Juncker also described the euro as a "credible currency."
But, looking at the broader picture, some European leaders are now saying there must be more central control over eurozone member states' fiscal policies, meaning national budgets. Budget policy and implementation are presently the preserve of national governments and parliaments, with patchy adherence to EU norms and recommendations.
Hints of a new order came from EU Monetary Affairs Commissioner Olli Rehn, who writes in a Finnish newspaper, the "Helsingen Sanomat," that in future "the development of state debt must be followed more closely than before [by Brussels], and possible downward spirals must be cut off in time."
Call For Convergence
German Chancellor Angela Merkel, speaking at a trade-union congress on May 16 took up the same theme. She said that in the past week there had been "unprecedented" speculation against the euro, and she called for more economic convergence across the eurozone.
"This calls for more regulation," Merkel said. "But unfortunately this speculation was, and is, only possible because there are considerable differences in economic strength and respective indebtedness between the member states of the euro."
She also said the trillion-dollar standby rescue package is not a solution but a starting point.
"We've done no more than buy time for ourselves to clear up the differences in competitiveness and in budget deficits of individual euro zone countries," Merkel said. "And, ladies and gentlemen, what happened in Greece is totally unacceptable, that statistics were forged for years. We have now said that Eurostat must receive better access."
Her reference to the EU statistics office gaining more overview of national economic data stems from the fact that Athens is now known to have presented false and overoptimistic economic figures to Brussels to gain entry to the eurozone.
A front-page article in the daily "Financial Times" on May 17 reported that Berlin is to press other eurozone countries to adopt their own versions of Germany's balanced-budget law.
This law was inserted into the German Constitution last year and prohibits the federal government from running a deficit of more than 0.35 percent of gross domestic product (GDP).
If adopted by eurozone members, coupled with extra oversight by the EU at the center, the measure would bring a dramatic tightening of fiscal discipline across the bloc.
But Monetary Commissioner Rehn cautions that any belt-tightening must be done carefully, so as not to strangle the tender plant of economic recovery from the global recession.
"It is important that not everyone will accelerate consolidation in a uniform way -- that would lead to a very restrictive fiscal stance for the euro area as a whole, which would risk depressing economic growth and harm the recovery that is currently under way," Rehn said.
Anyway, it would be difficult to get all eurozone members to agree to such draconian steps as the Germans suggest, given the jealous way governments guard their sovereignty.
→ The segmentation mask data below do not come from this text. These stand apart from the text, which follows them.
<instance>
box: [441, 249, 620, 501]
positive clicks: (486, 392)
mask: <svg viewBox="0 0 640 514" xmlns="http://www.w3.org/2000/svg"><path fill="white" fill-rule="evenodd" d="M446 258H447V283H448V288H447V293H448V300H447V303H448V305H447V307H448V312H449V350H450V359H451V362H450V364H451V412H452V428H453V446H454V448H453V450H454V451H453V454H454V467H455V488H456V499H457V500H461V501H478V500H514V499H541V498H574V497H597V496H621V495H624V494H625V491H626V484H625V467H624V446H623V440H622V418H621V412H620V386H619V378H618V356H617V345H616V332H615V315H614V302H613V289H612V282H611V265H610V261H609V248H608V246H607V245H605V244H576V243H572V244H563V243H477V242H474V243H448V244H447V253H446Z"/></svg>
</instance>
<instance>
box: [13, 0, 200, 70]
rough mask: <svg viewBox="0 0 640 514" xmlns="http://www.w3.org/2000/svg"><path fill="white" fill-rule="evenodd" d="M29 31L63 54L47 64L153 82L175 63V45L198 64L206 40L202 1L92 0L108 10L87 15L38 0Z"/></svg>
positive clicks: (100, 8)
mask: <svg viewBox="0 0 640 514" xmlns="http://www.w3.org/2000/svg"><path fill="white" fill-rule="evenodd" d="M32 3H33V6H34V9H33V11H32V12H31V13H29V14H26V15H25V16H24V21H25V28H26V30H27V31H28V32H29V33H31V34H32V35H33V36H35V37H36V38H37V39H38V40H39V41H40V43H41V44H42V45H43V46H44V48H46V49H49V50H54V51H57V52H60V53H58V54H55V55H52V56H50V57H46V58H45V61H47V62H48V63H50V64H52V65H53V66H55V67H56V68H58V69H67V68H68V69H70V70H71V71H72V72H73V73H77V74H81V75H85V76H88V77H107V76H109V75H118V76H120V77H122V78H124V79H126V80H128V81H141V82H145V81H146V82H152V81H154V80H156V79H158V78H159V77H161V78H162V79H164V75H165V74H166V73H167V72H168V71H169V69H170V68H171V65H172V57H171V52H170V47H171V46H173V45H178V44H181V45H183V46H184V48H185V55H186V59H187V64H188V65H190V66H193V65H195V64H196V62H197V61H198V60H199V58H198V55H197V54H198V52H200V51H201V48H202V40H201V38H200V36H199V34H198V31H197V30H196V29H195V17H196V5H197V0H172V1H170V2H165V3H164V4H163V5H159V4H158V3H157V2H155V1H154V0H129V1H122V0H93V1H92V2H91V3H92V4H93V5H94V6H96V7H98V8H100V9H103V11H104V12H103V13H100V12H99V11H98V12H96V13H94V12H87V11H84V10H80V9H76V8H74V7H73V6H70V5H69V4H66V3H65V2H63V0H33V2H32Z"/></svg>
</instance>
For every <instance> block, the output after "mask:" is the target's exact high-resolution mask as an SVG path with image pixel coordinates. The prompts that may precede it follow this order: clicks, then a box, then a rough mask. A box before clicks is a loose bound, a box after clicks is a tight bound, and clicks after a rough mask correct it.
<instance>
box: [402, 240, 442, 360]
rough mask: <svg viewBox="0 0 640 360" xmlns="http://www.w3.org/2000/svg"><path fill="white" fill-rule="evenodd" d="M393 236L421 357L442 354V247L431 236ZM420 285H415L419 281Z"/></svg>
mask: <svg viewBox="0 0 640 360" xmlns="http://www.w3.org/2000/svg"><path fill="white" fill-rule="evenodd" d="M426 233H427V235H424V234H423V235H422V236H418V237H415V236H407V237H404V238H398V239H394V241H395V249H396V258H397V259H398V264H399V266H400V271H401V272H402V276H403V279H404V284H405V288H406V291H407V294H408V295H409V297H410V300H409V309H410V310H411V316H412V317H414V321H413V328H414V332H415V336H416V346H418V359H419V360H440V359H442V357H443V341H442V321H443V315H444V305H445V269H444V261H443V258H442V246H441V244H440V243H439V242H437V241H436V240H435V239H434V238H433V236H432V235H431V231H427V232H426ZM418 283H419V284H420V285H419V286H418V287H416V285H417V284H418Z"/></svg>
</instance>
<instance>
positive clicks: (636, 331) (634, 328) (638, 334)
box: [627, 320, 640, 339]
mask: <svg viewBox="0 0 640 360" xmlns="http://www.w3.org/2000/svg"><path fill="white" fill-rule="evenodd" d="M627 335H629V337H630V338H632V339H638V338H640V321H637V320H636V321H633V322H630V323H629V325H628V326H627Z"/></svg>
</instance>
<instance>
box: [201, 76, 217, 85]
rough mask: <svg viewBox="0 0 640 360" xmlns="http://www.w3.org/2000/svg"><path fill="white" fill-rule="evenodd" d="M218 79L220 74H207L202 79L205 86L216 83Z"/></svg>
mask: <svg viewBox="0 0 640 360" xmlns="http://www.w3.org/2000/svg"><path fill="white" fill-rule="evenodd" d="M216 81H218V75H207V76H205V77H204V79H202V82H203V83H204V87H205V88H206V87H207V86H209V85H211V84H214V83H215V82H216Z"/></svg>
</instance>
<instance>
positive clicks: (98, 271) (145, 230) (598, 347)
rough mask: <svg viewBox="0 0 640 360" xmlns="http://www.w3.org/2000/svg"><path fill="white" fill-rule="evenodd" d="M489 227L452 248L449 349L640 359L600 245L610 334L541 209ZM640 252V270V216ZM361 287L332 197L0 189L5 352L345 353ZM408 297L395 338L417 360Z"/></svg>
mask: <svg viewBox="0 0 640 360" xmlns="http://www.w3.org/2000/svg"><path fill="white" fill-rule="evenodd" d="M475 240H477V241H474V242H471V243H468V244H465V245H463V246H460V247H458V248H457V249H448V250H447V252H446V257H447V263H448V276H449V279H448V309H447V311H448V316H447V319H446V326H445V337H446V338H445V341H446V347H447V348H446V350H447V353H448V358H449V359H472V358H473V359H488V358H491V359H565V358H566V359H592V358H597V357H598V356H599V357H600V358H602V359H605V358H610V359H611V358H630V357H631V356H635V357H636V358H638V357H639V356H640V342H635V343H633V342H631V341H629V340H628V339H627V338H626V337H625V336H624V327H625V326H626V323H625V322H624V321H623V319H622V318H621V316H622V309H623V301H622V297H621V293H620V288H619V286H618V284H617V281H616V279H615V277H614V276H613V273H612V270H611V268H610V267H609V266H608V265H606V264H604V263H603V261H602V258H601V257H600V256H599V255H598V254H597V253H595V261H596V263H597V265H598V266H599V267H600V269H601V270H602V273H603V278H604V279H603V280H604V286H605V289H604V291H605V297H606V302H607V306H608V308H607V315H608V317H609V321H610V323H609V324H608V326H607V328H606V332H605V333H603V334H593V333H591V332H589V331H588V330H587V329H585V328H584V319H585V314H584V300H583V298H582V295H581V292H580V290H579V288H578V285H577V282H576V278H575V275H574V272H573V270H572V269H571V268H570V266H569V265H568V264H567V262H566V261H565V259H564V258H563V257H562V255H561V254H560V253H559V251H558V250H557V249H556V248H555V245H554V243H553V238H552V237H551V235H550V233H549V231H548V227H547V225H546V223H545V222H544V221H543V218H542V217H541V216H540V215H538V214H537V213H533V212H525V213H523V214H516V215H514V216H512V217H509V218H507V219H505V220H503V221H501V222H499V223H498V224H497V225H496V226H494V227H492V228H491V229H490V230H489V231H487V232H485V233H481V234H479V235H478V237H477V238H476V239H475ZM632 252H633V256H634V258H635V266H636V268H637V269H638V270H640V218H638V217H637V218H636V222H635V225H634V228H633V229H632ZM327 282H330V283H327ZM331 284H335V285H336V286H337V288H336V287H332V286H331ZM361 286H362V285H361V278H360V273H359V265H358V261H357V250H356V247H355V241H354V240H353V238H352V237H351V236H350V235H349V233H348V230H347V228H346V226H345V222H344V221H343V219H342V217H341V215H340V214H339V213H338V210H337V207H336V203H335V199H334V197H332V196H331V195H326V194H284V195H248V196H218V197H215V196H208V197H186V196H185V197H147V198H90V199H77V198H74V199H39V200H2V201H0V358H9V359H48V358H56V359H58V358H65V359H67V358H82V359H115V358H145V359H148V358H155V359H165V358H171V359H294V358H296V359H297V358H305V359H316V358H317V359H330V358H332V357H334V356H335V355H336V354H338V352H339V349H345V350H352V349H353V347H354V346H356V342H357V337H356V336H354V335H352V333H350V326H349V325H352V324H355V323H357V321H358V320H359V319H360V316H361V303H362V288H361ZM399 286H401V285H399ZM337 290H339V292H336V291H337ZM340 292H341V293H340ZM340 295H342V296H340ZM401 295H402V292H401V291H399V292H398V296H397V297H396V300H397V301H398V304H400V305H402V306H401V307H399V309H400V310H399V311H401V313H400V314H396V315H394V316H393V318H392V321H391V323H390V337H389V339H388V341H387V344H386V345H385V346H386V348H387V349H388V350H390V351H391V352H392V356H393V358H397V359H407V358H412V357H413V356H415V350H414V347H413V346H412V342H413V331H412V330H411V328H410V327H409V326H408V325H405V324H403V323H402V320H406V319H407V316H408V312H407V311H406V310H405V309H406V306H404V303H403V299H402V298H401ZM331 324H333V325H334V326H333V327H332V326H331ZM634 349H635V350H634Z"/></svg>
And such a centralizing approach would probably scare away from future eurozone membership those EU members wary of more European integration, like Britain, Denmark, and Sweden.
The euro continued its downward slide this week, briefly touching a four-year low against the U.S. dollar. This has made exports cheaper and thus easier for eurozone countries. Even Greece is benefiting because its considerable exports to non-eurozone destination Turkey are now more price competitive.
But the euro decline is spreading unwelcome ripples further afield. A Chinese Commerce Ministry spokesman, Yao Jian, told journalists on May 17 that the yuan has risen about 14.5 percent against the euro during the past four months.
He said this is increasing cost pressure for Chinese exporters and will also have a negative impact on China's exports to European countries.
The European Bank For Reconstruction And Development issued a statement at its annual meeting, in the Croatian capital, Zagreb, warning that the volatility surrounding the euro is "overshadowing" the recovery of some countries in Central and Eastern Europe.